This looks like more work than it really is when you're including all of the DOM selector and value injection logic, which is not related to the functionality you want. Extracting the symbol is pretty straightforward:
const getCurrencySymbol = (locale, currency) => (0).toLocaleString(locale, { style: 'currency', currency, minimumFractionDigits: 0, maximumFractionDigits: 0 }).replace(/\d/g, '').trim()
Or if you aren't using es6:
function getCurrencySymbol (locale, currency) {
return (0).toLocaleString(
locale,
{
style: 'currency',
currency: currency,
minimumFractionDigits: 0,
maximumFractionDigits: 0
}
).replace(/\d/g, '').trim()
}
The toLocaleString
options are verbose, so there's not much to do about that. But you don't need to use the Number
constructor (really ever). If you get the currency value without decimals or separators it's simple to remove the numbers and have only the symbol left. You'll want to take this kind of approach because, depending on the locale and the currency, the symbol is not always a single character. For example:
getCurrencySymbol('en-US', 'CNY') // CN¥
getCurrencySymbol('zh-CN', 'CNY') // ¥
Trimming the result is also a good idea.

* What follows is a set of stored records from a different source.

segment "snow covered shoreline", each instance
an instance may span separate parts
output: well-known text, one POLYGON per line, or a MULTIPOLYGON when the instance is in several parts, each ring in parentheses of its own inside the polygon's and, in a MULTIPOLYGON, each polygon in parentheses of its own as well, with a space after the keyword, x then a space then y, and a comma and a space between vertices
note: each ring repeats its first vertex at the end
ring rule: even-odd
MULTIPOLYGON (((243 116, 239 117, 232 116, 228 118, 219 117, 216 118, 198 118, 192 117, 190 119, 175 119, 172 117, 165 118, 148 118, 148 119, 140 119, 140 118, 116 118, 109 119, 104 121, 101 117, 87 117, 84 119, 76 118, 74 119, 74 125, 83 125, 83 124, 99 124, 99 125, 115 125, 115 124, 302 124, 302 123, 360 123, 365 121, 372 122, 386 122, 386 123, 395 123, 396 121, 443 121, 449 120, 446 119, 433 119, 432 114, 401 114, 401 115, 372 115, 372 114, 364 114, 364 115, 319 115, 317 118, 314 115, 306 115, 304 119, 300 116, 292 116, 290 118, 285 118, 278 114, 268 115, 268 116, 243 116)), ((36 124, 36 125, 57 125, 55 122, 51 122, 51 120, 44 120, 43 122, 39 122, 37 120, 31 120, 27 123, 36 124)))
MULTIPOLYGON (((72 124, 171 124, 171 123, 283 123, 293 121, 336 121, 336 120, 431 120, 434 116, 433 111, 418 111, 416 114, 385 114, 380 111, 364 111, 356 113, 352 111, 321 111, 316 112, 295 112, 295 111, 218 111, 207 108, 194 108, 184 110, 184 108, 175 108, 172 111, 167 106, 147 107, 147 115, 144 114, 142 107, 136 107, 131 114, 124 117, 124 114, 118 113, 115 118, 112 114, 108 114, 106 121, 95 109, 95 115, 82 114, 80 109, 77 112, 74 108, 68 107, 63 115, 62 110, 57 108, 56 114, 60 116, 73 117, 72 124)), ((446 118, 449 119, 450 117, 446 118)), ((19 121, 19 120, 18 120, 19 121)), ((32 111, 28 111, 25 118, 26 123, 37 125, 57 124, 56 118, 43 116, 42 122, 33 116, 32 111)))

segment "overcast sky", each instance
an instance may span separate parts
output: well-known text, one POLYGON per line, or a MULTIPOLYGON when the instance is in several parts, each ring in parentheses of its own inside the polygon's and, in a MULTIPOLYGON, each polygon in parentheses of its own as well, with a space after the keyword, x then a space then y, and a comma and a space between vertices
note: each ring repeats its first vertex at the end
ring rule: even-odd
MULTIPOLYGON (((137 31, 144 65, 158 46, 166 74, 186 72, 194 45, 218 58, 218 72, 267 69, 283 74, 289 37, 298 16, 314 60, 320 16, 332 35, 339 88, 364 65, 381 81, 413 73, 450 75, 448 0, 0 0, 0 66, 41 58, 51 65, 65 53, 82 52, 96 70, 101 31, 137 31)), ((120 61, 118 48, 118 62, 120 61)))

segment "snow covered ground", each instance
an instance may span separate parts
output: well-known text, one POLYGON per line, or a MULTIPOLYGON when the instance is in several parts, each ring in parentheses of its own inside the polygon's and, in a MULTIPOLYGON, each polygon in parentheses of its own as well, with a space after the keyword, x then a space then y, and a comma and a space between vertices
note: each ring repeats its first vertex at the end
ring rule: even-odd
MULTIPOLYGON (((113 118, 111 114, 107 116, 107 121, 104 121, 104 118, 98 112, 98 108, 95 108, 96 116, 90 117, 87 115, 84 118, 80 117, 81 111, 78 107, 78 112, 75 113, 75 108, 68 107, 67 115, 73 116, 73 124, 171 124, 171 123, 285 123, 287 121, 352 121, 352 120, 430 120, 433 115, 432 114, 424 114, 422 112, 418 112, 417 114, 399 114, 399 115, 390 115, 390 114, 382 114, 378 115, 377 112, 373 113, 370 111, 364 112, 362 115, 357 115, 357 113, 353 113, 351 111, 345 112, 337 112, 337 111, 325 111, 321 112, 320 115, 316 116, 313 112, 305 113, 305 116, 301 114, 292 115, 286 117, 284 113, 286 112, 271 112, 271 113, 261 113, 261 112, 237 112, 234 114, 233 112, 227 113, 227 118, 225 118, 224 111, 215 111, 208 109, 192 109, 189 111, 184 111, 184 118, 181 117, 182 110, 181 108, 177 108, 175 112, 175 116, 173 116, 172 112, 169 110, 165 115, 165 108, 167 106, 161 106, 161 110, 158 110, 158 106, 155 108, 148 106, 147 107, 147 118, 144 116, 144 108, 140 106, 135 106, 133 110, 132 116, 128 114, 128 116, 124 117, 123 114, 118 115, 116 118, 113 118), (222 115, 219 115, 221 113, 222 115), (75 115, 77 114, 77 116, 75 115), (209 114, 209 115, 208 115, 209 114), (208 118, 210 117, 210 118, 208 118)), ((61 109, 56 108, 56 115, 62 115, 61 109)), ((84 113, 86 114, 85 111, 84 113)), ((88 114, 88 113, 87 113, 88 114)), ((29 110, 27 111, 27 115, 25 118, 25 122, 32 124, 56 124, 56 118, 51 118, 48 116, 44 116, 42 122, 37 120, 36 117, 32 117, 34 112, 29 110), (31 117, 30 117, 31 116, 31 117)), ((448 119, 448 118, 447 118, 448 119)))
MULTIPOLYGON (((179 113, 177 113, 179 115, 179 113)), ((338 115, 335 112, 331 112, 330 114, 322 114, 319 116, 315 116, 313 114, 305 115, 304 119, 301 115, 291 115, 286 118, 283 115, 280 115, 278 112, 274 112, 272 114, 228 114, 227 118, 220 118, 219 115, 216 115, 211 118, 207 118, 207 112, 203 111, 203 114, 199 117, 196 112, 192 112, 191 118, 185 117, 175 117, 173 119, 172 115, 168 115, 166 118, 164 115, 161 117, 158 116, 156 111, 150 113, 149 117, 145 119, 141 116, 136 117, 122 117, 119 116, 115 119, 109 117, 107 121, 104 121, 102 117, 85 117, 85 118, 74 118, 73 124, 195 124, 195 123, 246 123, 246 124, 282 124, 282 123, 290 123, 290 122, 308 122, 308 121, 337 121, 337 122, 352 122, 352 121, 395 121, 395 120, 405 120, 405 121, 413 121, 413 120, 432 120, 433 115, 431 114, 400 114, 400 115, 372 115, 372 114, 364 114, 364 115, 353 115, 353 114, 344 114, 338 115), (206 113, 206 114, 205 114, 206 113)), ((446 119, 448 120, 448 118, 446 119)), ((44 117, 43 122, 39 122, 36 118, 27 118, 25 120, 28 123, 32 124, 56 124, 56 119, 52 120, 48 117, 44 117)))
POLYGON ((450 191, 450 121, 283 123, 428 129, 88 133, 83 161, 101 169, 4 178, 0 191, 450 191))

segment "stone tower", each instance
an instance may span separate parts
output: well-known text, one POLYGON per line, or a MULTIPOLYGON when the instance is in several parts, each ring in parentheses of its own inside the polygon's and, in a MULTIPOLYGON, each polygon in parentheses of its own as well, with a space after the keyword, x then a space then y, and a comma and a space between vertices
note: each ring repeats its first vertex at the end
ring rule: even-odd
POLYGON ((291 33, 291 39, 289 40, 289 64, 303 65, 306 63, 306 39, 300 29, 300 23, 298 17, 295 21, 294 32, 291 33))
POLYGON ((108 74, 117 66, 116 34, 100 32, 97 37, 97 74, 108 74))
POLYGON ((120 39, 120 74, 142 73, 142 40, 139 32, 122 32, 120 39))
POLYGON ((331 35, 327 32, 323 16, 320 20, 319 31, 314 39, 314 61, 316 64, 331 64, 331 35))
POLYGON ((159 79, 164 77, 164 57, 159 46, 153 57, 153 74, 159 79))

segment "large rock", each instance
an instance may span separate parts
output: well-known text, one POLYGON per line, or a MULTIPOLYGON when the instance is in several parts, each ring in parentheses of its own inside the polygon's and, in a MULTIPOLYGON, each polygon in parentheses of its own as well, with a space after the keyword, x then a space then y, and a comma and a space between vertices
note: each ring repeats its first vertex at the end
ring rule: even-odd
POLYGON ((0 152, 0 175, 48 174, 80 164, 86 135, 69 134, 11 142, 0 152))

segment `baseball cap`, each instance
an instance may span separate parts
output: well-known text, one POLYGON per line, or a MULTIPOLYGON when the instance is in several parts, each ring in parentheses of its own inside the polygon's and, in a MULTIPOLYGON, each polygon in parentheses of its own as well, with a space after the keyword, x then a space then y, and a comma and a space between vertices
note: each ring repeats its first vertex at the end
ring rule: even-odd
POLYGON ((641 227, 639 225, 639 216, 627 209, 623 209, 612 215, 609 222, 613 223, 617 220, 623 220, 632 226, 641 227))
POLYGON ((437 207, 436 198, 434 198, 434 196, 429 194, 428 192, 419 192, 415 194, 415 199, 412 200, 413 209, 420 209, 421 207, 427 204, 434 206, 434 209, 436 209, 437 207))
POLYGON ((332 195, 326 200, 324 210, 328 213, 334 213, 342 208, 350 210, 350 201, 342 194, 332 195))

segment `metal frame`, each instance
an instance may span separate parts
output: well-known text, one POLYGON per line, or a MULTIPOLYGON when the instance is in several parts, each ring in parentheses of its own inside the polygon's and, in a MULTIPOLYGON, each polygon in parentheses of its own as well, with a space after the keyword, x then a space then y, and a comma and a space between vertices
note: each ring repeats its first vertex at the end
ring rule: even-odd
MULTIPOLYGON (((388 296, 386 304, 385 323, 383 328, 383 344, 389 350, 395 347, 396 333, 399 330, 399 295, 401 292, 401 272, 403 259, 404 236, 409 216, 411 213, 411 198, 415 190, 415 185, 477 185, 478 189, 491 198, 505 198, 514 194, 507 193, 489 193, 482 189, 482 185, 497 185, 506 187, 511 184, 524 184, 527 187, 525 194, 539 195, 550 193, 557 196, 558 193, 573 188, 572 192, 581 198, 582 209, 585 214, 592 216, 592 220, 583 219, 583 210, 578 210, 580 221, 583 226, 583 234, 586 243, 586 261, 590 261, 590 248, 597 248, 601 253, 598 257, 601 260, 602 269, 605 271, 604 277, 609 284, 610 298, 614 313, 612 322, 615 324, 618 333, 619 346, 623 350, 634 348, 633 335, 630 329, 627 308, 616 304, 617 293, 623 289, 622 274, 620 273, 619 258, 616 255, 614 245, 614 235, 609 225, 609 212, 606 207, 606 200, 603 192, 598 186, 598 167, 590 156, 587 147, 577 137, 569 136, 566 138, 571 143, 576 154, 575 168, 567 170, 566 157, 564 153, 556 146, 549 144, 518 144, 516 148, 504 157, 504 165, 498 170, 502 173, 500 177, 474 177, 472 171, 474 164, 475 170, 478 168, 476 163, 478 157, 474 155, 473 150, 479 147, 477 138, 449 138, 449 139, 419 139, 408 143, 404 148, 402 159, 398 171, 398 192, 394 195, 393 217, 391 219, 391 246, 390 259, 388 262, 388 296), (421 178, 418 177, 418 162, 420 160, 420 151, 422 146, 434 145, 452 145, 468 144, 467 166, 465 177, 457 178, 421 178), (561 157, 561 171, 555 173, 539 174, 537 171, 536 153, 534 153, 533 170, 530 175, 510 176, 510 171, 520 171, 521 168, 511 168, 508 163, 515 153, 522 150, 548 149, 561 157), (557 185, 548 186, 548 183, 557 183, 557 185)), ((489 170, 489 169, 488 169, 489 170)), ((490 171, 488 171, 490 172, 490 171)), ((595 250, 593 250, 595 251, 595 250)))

You can chain .trim()
to the result like in the examples, or update the regex to include whitespaces.
It should be noted this is a somewhat naive approach, since it only works for number characters 0-9. If you needed to include other number characters, such as Arabic (٠١٢٣٤٥٦٧٨٩), you'd need to update the regex to include unicode ranges: /[0-9\u0660-\u0669]/g
. You'd have to add any other number system you need to support in similar fashion.
Localization is a non-trivial problem, so it might make more sense to just use a currency code to symbol map like this one.